There is also a need for clarity on the position regarding taxation of REITs themselves as well as their investors, as also any stamp duty implications on the issue and transfer of the REITs securities. This is required to ensure smooth implementation of the regulations.

While SEBI’s announcement of REITs cannot be more timely, there is evidently a need for a comprehensive review of all aspects that have a bearing on REITs transactions before the mechanism can be put in place, so as to make its implementation successful.
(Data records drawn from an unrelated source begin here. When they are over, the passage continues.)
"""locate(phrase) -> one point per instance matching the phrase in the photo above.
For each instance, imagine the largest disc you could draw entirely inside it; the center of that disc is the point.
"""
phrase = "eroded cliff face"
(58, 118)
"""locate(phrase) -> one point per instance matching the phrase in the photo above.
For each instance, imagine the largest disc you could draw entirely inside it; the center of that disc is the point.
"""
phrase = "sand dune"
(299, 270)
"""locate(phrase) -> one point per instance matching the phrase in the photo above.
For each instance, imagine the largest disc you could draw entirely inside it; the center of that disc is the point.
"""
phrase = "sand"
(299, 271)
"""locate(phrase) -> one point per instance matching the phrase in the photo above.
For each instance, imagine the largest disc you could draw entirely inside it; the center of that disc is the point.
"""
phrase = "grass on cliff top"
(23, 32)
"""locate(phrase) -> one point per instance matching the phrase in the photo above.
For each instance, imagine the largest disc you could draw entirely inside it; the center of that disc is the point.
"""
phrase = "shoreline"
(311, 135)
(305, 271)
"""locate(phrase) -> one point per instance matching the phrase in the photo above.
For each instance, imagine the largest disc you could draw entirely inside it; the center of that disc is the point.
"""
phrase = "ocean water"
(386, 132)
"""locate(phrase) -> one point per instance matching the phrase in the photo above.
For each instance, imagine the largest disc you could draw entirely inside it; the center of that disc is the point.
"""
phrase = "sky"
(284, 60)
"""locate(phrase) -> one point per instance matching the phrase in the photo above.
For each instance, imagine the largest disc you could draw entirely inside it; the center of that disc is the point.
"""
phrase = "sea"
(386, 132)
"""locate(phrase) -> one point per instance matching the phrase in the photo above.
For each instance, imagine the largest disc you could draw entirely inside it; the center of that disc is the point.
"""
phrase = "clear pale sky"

Related stores: Business Standard, Financial Times, Hindu Business Line (SEBI announces guidelines for REITs and Making the REIT move)

1 comment:

jugnu said...

The underlying philosophy behind floating this new breed of fund was primarliy to enable retail investors take small positions in a professionally managed portfolio of assets and share the returns – something they could not do directly. However, with so many grey areas and unresolved issues are the investors interest really taken care and protected.
The Draft REIT regulations are up for comment, by SEBI but there are still certain issues which need clarity.Most prominent among them is that might make valuation of schemes floated by REITs difficult would be availability of independent property valuers.In presenti, the market does not any paraphenalia or bench mark for rating the schemes. It is apparent that such factors such as geographical placement of project, its developers and promoters etc would be deciding factor, but in absence of any regulatory authority, will the anti trust laws and competition issues be impinged.
Another issue which requires deliberation is taxation issue, world over REITs are required to distribute 90 per cent of their income, which may be taxable in the hands of the investors. Even the SEBI draft guidelines compulsorily require REITs to distribute 90 per cent of its income after tax. However there is no guidance in the draft REIT regulations on the basis of taxation of REITs or its investors.
Going by the practice and procedures followed by the market, it is most likely that REITS would be taxed at 30 per cent plus surcharge and cess.
This stands diffferently from taxation of mutual funds, which are specifically exempt under the Income-Tax Act, and taxation where applicable is only at the investor level.
It is therefore, pertinent that the uncertainty regarding basis of taxation norm for REIT'S be clearly defined.
Further on, stamp duty is another grey area.The stamp duty implications on tranfer of REITs mightpose a challenge to their growth.